A title for your blog

Let’s talk about Memoization

Memoization1 is a common pattern in Ruby. So common Ruby has a built in operator for it. We have all seen or used something like these. (If this is new to you scroll to the end. There’s some code that shows how this works.)

# 1. simple 
foo ||= 42

# 2. multi-line version
foo ||= begin
  ...
end

# 3. more robust version
foo = 42 unless defined? foo

The memoization operator (or the "or equals" operator) means assign the value on right to the name on the left only if the name points to a nil value. Version 3 is a more robust version because it avoids one of the issues with the ||= operator where your memoized operation might return nil. The ||= operator only executes the righthand side if the lefthand side is nil. But if your expensive operation evaluated to nil it will assign nil and still be executed each time it’s called.

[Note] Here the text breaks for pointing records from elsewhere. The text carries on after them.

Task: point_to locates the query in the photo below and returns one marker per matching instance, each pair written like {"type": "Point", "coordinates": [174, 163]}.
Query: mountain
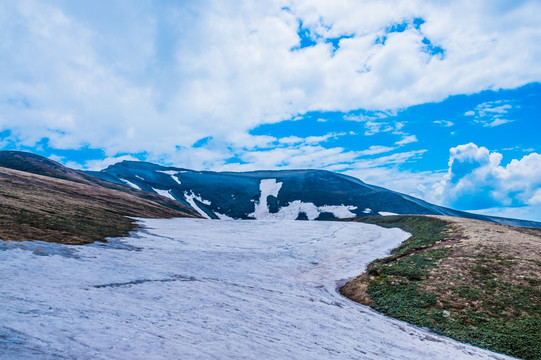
{"type": "Point", "coordinates": [284, 194]}
{"type": "Point", "coordinates": [39, 165]}
{"type": "Point", "coordinates": [47, 201]}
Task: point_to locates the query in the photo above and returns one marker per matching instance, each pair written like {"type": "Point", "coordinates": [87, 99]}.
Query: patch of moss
{"type": "Point", "coordinates": [479, 308]}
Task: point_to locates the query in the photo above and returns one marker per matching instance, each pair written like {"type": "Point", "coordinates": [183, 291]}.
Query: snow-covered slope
{"type": "Point", "coordinates": [220, 290]}
{"type": "Point", "coordinates": [286, 194]}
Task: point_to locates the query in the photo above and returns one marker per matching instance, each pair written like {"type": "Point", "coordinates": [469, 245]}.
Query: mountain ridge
{"type": "Point", "coordinates": [295, 194]}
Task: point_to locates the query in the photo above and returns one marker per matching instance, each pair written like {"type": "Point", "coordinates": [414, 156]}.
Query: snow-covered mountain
{"type": "Point", "coordinates": [284, 194]}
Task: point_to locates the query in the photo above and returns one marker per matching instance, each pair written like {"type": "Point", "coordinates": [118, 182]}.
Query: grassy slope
{"type": "Point", "coordinates": [35, 207]}
{"type": "Point", "coordinates": [484, 290]}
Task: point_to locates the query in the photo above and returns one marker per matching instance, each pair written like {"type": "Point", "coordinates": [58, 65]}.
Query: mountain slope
{"type": "Point", "coordinates": [39, 207]}
{"type": "Point", "coordinates": [39, 165]}
{"type": "Point", "coordinates": [286, 194]}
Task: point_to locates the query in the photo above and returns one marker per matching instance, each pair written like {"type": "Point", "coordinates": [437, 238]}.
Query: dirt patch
{"type": "Point", "coordinates": [481, 283]}
{"type": "Point", "coordinates": [35, 207]}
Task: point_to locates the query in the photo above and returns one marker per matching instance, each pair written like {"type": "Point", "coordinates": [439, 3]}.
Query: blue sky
{"type": "Point", "coordinates": [440, 101]}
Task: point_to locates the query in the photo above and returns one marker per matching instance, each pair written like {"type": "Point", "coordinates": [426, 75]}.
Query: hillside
{"type": "Point", "coordinates": [473, 281]}
{"type": "Point", "coordinates": [37, 207]}
{"type": "Point", "coordinates": [284, 194]}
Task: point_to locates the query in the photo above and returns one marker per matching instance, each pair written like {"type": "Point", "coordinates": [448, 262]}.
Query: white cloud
{"type": "Point", "coordinates": [157, 77]}
{"type": "Point", "coordinates": [407, 139]}
{"type": "Point", "coordinates": [477, 180]}
{"type": "Point", "coordinates": [376, 149]}
{"type": "Point", "coordinates": [490, 114]}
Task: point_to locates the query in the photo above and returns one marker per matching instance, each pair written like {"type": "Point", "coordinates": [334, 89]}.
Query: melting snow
{"type": "Point", "coordinates": [223, 216]}
{"type": "Point", "coordinates": [186, 289]}
{"type": "Point", "coordinates": [386, 213]}
{"type": "Point", "coordinates": [191, 197]}
{"type": "Point", "coordinates": [269, 187]}
{"type": "Point", "coordinates": [130, 184]}
{"type": "Point", "coordinates": [172, 173]}
{"type": "Point", "coordinates": [166, 193]}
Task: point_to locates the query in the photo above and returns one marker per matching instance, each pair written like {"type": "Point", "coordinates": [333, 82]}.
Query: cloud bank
{"type": "Point", "coordinates": [157, 77]}
{"type": "Point", "coordinates": [476, 180]}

Memoization is most commonly used in accessor methods like below,

def recent_orders
  @recent_orders ||= Orders.where(updated_at: (Date.today - ONE_WEEK)..)
end

I often find a need for memoization in reports or complex views with dense information. You might have an object that is accessed in many partials so you can save a few cycles by caching the value.

These methods for memoization will get you what you need in 99% of cases but there’s one gotcha that I have seen folks fall victim to quite often. What happens if recent_orders takes an argument?

def recent_orders(date)
 @recent_orders ||= Orders.where(updated_at: date..)
end

The problem here is once the value has been evaluated the first time you are stuck with that value for subsequent calls. This is probably not what you want. You need a way to store the value of your expensive operation for each passed in argument value.

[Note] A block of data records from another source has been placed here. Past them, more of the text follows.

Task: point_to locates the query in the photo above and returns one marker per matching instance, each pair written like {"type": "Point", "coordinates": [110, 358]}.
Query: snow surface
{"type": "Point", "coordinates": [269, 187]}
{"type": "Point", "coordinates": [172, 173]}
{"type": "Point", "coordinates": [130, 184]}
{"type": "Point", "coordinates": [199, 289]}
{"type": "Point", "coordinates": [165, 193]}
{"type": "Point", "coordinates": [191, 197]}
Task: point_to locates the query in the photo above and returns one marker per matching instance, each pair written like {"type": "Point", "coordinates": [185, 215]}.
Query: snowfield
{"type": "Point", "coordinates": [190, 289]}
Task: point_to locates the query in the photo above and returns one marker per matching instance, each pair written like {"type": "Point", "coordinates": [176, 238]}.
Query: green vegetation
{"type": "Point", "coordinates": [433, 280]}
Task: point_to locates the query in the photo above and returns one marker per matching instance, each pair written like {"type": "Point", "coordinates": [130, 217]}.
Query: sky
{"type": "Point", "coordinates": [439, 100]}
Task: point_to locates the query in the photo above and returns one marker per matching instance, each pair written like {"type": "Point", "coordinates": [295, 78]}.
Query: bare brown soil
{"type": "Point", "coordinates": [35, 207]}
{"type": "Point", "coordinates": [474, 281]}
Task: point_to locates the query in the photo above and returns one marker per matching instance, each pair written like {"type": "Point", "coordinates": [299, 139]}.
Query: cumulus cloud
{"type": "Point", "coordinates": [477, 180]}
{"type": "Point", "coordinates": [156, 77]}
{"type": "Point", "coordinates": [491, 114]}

Here’s a tiny class that solves that issue.

class Memo
  def initialize
    @mutex = Mutex.new
    @values = {}
  end

  def memoize(key = :_default_key)
    raise ArgumentError, "Block is required" unless block_given?

    @mutex.synchronize do
      if @values.key?(key) 
        @values[key]
      else
        @values[key] = yield
      end
    end
  end
end

You use this class like so:

recent_orders_cache = Memo.new
recent_orders_cache.memoize(last_queried_at) { Order.where(updated_at: last_queried_at..) }

When this code is called the first time, the @values Hash won’t have the key so the block will be called and the result of the block will be saved in the @values hash with the argument as the key. Subsequent calls with the same argument will return the cached value skipping the block. Calls with different arguments will execute the block and save the value. Using a block in this way is a nice Rubyish way of doing things and feels quite natural IMO.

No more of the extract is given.